SUPERANDO PRECONCEITOS

Aquecida, construção contrata trabalhador com mais de 40 anos

16 NOV 2010Por Carlos Henrique Braga02h:00

A intensa necessidade de trabalhadores derrubou a barreira de idade na construção civil. O setor é o único que não impõe esse limite nas solicitações à Fundação Social do Trabalho de Campo Grande (Funsat). A partir dos 40 anos, as empresas fecham as portas aos menos qualificados por acreditar que são conservadores demais para recomeçar.

No segmento de obras de infraestrutura e imobiliária, a experiência é o que mais conta.

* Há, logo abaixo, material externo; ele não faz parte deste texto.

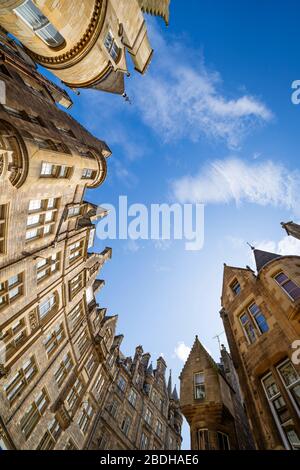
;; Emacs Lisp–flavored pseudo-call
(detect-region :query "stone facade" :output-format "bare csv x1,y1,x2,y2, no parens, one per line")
0,0,170,94
89,346,182,450
180,337,254,450
281,222,300,240
0,32,181,450
221,249,300,449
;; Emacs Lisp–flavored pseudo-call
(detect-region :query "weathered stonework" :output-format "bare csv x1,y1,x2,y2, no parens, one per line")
180,337,254,450
0,0,170,94
221,250,300,449
0,34,182,450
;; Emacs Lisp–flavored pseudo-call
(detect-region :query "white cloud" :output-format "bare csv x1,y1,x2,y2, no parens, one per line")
128,26,273,147
172,158,300,214
174,341,191,362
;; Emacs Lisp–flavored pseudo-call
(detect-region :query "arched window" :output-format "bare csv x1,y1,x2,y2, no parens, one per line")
14,0,65,48
0,120,29,188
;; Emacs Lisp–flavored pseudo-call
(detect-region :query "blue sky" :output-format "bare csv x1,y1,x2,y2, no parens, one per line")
47,0,300,448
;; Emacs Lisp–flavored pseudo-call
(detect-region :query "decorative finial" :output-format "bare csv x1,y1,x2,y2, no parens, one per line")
247,242,256,251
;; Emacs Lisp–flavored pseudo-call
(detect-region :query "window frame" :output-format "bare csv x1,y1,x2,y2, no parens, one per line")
13,0,66,50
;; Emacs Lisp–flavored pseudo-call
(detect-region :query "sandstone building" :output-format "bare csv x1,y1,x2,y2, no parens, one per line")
0,31,181,450
180,337,254,450
0,0,170,94
281,222,300,240
85,346,182,450
221,244,300,449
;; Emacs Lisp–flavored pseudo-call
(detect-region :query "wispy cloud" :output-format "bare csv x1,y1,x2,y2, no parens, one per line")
174,341,191,362
129,26,273,147
172,158,300,214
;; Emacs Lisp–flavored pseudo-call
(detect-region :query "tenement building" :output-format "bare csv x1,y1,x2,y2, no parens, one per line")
281,222,300,240
180,337,254,450
221,244,300,449
88,346,182,450
0,30,181,450
0,0,170,94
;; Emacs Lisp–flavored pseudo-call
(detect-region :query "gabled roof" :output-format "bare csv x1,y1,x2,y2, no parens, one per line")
281,222,300,240
253,249,281,273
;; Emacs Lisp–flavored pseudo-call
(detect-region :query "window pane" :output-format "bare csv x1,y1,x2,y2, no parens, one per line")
36,23,64,47
14,0,48,30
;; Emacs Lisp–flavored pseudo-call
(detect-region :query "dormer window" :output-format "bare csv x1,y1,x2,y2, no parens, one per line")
14,0,65,48
231,281,242,295
274,272,300,300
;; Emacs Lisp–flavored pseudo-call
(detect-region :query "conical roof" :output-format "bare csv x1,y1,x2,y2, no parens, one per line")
253,249,281,272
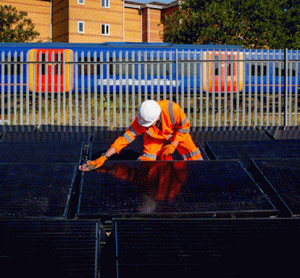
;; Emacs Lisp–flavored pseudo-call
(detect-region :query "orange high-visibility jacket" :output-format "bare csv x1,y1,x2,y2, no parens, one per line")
111,100,190,153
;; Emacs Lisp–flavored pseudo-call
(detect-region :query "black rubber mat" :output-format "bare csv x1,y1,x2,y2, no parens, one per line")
91,135,209,161
2,131,92,143
0,220,100,278
0,163,78,218
114,219,300,278
0,142,84,163
77,161,277,217
251,158,300,216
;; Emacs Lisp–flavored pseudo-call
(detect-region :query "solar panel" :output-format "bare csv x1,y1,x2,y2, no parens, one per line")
206,140,300,165
264,126,300,140
0,125,37,132
0,142,84,163
253,158,300,215
2,131,92,143
92,135,209,160
0,163,78,218
0,220,101,278
77,161,277,217
191,127,271,147
113,219,300,278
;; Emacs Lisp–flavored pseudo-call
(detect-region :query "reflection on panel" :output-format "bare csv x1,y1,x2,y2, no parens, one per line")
78,161,276,217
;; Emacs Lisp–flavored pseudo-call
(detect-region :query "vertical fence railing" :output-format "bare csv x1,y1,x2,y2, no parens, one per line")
0,49,300,128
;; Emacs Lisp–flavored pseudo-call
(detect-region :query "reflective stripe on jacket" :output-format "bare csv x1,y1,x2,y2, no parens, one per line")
111,100,190,153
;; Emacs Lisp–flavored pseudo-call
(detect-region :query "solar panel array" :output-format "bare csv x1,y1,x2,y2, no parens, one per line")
0,126,300,277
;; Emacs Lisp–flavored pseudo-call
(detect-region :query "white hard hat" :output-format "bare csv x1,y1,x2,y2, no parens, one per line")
138,100,161,127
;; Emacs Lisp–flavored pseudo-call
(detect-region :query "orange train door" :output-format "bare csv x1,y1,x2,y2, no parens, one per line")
29,49,74,92
203,51,243,93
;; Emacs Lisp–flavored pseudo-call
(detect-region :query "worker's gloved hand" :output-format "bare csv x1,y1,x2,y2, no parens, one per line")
163,144,176,156
79,155,107,172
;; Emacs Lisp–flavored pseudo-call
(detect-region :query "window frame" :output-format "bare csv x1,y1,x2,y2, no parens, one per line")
101,0,110,8
77,21,84,34
101,23,110,36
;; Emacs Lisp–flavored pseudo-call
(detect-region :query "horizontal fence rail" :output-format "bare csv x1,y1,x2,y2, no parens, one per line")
0,50,300,128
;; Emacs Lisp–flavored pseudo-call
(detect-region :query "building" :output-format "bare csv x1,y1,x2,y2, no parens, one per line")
0,0,179,43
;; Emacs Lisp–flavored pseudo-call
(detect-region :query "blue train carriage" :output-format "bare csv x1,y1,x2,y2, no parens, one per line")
0,43,299,93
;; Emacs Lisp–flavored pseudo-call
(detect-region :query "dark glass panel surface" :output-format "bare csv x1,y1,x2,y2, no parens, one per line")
78,161,275,216
0,220,100,278
207,140,300,165
253,158,300,215
0,142,83,163
0,163,77,218
114,219,300,278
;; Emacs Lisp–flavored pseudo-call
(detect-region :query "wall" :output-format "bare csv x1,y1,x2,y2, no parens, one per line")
0,0,51,42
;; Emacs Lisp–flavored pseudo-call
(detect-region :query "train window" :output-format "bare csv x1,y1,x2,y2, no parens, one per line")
78,21,84,33
275,65,296,76
101,0,109,8
101,24,110,36
38,53,63,75
251,65,267,76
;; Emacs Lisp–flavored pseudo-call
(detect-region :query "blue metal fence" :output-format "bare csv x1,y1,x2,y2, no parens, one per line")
0,49,300,128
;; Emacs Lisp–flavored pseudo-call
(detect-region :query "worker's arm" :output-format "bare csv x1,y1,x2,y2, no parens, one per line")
79,118,144,172
79,147,117,172
111,117,146,154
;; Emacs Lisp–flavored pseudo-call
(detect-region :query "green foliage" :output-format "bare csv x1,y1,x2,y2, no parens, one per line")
0,5,40,42
163,0,300,49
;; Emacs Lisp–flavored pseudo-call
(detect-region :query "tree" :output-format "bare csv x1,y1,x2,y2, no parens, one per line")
0,5,40,42
163,0,300,48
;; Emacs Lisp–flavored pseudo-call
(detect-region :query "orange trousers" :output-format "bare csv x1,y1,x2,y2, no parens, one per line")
139,133,202,161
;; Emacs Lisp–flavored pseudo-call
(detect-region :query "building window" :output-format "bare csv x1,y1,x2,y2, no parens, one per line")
78,21,84,33
101,0,109,8
101,24,110,36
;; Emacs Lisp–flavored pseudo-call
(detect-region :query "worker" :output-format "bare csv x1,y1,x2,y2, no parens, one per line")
79,100,203,171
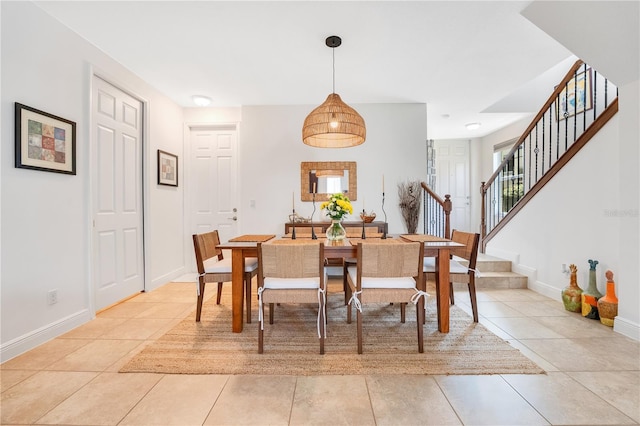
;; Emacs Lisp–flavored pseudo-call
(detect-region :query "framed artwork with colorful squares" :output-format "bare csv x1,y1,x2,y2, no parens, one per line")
158,150,178,186
15,102,76,175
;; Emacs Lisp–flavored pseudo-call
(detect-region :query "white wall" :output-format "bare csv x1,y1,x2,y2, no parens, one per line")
239,104,426,234
0,2,184,360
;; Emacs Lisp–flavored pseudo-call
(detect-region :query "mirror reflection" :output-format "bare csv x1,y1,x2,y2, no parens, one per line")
308,170,349,197
300,161,357,201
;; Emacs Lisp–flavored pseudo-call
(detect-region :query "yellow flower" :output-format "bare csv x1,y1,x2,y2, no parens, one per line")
320,193,353,220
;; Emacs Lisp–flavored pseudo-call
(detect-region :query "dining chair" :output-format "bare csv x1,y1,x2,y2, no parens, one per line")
258,239,327,354
193,230,258,323
347,242,428,354
423,229,480,322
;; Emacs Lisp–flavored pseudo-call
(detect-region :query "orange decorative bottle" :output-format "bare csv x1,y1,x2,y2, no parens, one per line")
562,263,582,312
598,271,618,327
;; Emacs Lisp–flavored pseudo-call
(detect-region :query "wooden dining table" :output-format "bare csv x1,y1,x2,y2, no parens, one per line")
217,234,464,333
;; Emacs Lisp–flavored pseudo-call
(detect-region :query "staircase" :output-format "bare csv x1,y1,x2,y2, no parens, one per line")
453,253,527,291
480,60,618,253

Quatro em dez pessoas que ganham a vida nos canteiros de obras passaram dos 40, segundo estimativa do presidente do Sindicato dos Trabalhadores da Construção Civil da Capital (Sintracom), Samuel da Silva Freitas. "O guri de 20 anos não tem a prática de trabalho, tem força, mas não tem experiência", avalia o sindicalista.

A predominância é rara. Dos 237,1 mil empregados na cidade, 85,4 mil (36%) têm entre 40 e 64 anos. A maioria das empresas pede à consultora de recrutamento Márcia Bellé que os candidatos tenham até 35 anos. "O preconceito é enorme. A ideia generalizada que se tem de pessoas nessa faixa é que estão cansadas e são muito resistentes aos novos trabalhos, mas nem todos são assim", defende a consultora. As poucas vagas disponíveis para eles são as de alta confiança, como as de diretoria, ou em programas sociais que os destinam a entrega de panfletos em supermercados, por exemplo.

 

Driblar o preconceito
Aos menos qualificados, que batem de porta em porta, sem sucesso, ela recomenda novos rumos, como abrir um pequeno negócio ou desenvolver uma atividade informal. Os casos de depressão entre os desempregados são comuns. O economista Áureo Torres, que analisa mensalmente a evolução do emprego na Capital, indica aos desempregados de mais de 40, e aos que vão chegar lá, que se qualifiquem e aceitem mudanças. "Se o empregado for muito turrão, cabeça dura, tem mais dificuldade de conseguir trabalho", analisa Torres.

O eletricista alagoano Manoel Simplício da Silva, 54 anos, nunca teve dificuldades em conseguir emprego em 35 anos de carreira. Aposentado há seis meses, ele atua como prestador de serviço em um banco de Campo Grande, onde é o "velhinho" do chefe. Aos mais jovens, o conselho para ficar no mercado de trabalho: "a pessoa tem que respeitar os horários e ser correta".

O encarregado de manutenção da empresa paulista Conbras, Hamilton Gonçalves, chefe do eletricista, não recusa ninguém por idade porque "o que conta é o currículo, a experiência acumulada".

Nem sempre a construção civil e suas ramificações aceitaram de braços abertos os barrados pelo mercado. Em 2003, quando o setor amargou a pior crise da história em Mato Grosso do Sul, segundo o presidente do sindicato dos trabalhadores, cerca de 80% dos funcionários não tinham emprego - nem jovens, nem de meia idade. "Agora que o mercado está aquecido, as coisas mudaram", diz Freitas.